Giving attention to the biblical materials, the author discusses “New Covenant Attestation” to the Trinity, focusing on “The Trinitarian Life of Jesus”, “Epiphany at the Jordan”, “The Threefold Name” and “Paul and the Presupposition of Salvation”. He then discusses “Old Covenant Adumbration”. Sanders is not happy to label manifestations of God in the Old Testament as “Christophanies”. Evangelicals have sometimes used that label on the basis that it is the Son’s nature to be visible in a way that the Father is not, which is a contradiction of “homoousios”, that the Son has the same essence as the Father. Also, the idea that it was always the Son who put in a temporary appearance in Old Testament narratives deprives the eventual enfleshment of Jesus of its uniqueness. Better to say with Augustine that the theophanies represent, “simply the one and only God, that is the Trinity without any distinction of persons” (225). In the New Testament, Isaiah’s vision of the Lord seated upon the throne is predicated of both the Son (John 12:40-41) and the Father (Revelation 4:2, 8; cf. Isaiah 6:3). 

That is not to say that we cannot glimpse distinct revelations of the three persons in the pages of the Old Testament. Sanders commends the Fathers’ “retrospective prosoponic (personal)” reading of Old Testament Scripture. The author cites the examples from the writings of Gerhohus the Great (1093–1169):

Psalm 1: Wherefore: Glory be to the Father, Who knoweth the Way of the righteous; glory be to the Son, Who is the Way of the righteous, the Man Who is blessed, and prosperous in whatsoever He doeth; glory be to the Holy Ghost, Who is the Wind that scattereth the ungodly. As it was in the beginning, is now, and ever shall be: world without end. Amen. (236). 

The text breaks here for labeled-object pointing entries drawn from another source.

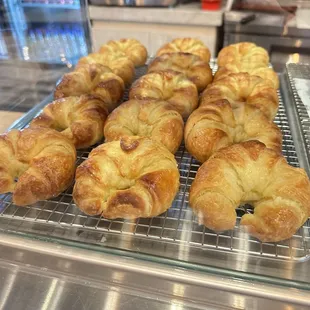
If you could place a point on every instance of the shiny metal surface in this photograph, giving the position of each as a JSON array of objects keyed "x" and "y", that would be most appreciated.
[
  {"x": 40, "y": 275},
  {"x": 300, "y": 71},
  {"x": 174, "y": 234}
]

Evangelicals have got themselves into something of a muddle on the doctrine of the Trinity of late. A narrowly biblicist approach has led to denials of eternal generation; some have posited that the Son’s will is eternally subordinate to that of the Father, attributing will to the persons of the Trinity rather than the divine nature. Sanders’ approach provides a necessary corrective to these harmful tendencies. In an online article https://scriptorium the theologian engages with Wayne Grudem’s handling of the doctrine of the Trinity in the second edition of his Systematic Theology.  

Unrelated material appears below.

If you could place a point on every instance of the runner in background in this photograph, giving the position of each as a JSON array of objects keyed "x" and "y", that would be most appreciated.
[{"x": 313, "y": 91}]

Evangelicals are by definition people of the Evangel. That is why we need to get the doctrine of the Trinity right. The revelation of the Trinity is umbilically joined to revelation of the mystery of the gospel, for in the gospel is nothing less than the good news that the Father has sent the Son to be the Saviour of the World and to raise up ruined humanity by the power of his Spirit. In the words of the Second London Baptist Confession, 1689, “which doctrine of the Trinity is the foundation of all our communion with God, and comfortable dependence on Him” (2:2). Sanders’ study demands careful thought as he develops his argument and interacts with a range of other scholars, but the work is no way dryly academic. As he points out, to contemplate the Trinity is to seek the face of God and tune one’s mind to doxology:

Glory be to God the Father, 
Glory be to God the Son,
Glory be to God the Spirit, 

Great Jehovah three in One.
Glory, glory while eternal ages run.